Hacker News new | ask | show | jobs
by hftf 3382 days ago
Do you know of any existing forced alignment tools that work well with live audio (microphone) input? I would like to create a live stream in which the words of a known text are displayed as they are being spoken into a microphone.
2 comments

For sure aeneas is not suitable, since it requires all the text and all the audio in advance.

But ASR-based tools in theory would allow such an operation mode, but I have not seen aligners that read from the mic buffer directly or have a built-in option/CLI for it.

Knowing the text in advance basically means that you can train your own language (textual) model adapted to that exact text, and then use the (standard) acoustic model for your language and aligning procedure as usual. Hence, I am quite sure you can tweak e.g. CMU Sphinx or Kaldi to do it. Perhaps gentle (which is based on Kaldi) is worth looking into.

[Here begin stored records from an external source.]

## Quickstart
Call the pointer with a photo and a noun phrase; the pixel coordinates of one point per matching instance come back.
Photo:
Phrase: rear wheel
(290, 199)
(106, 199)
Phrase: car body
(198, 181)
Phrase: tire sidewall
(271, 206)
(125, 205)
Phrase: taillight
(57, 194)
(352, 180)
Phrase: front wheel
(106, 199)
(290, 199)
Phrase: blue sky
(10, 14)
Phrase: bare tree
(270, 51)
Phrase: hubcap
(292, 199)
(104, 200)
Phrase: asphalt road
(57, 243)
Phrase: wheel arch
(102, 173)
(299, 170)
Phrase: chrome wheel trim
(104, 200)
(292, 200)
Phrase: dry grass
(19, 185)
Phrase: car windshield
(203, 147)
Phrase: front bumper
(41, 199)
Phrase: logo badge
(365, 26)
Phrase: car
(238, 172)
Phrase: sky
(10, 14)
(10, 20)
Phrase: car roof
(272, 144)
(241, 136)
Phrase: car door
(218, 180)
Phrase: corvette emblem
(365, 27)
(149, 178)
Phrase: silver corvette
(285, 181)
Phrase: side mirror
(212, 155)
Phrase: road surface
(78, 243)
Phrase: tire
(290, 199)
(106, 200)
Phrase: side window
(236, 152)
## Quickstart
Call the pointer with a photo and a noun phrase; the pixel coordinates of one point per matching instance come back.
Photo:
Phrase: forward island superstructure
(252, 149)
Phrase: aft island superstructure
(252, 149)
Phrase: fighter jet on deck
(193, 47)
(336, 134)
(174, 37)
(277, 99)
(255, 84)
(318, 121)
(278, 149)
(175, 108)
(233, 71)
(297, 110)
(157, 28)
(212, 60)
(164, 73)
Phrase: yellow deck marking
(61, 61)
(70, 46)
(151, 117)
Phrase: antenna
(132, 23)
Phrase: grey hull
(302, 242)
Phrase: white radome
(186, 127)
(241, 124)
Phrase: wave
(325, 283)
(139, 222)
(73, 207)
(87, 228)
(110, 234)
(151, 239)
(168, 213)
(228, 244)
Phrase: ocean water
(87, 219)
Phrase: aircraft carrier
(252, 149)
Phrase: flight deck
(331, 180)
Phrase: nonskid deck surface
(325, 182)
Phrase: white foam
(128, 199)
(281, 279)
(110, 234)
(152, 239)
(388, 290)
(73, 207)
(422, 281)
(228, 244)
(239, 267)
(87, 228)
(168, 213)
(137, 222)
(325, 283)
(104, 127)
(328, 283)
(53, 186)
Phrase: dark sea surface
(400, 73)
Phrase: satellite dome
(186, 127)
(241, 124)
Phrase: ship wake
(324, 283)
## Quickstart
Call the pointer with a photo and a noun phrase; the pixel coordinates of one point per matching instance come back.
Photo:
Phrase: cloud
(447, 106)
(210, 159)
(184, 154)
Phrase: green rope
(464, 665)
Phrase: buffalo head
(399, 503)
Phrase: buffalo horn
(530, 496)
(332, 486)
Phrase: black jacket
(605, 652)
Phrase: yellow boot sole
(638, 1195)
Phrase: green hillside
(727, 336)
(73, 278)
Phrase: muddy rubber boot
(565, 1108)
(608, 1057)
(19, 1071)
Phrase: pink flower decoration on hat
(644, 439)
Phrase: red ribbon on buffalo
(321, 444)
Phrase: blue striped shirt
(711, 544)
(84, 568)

I looked into gentle a few weeks ago and did notice that it seems to use an online algorithm. It doesn’t have built-in support for live audio input unfortunately, but it may be tweakable as you say (such as reimplementing it to use audio streams that work with either static or real-time input). I guess there’s no other way to find out than just try it myself.
Another possibility is to just run an automatic speech recognition system (e.g. Sphinx or PocketSphinx can read from the mic input), and align its output with the ground truth text.

You need to deal with imperfect matching because the ASR might produce a text slightly different from the ground truth, but if you want to chunk e.g. at sentence granularity (and then move on to the next sentence), you should be able to do it in real time.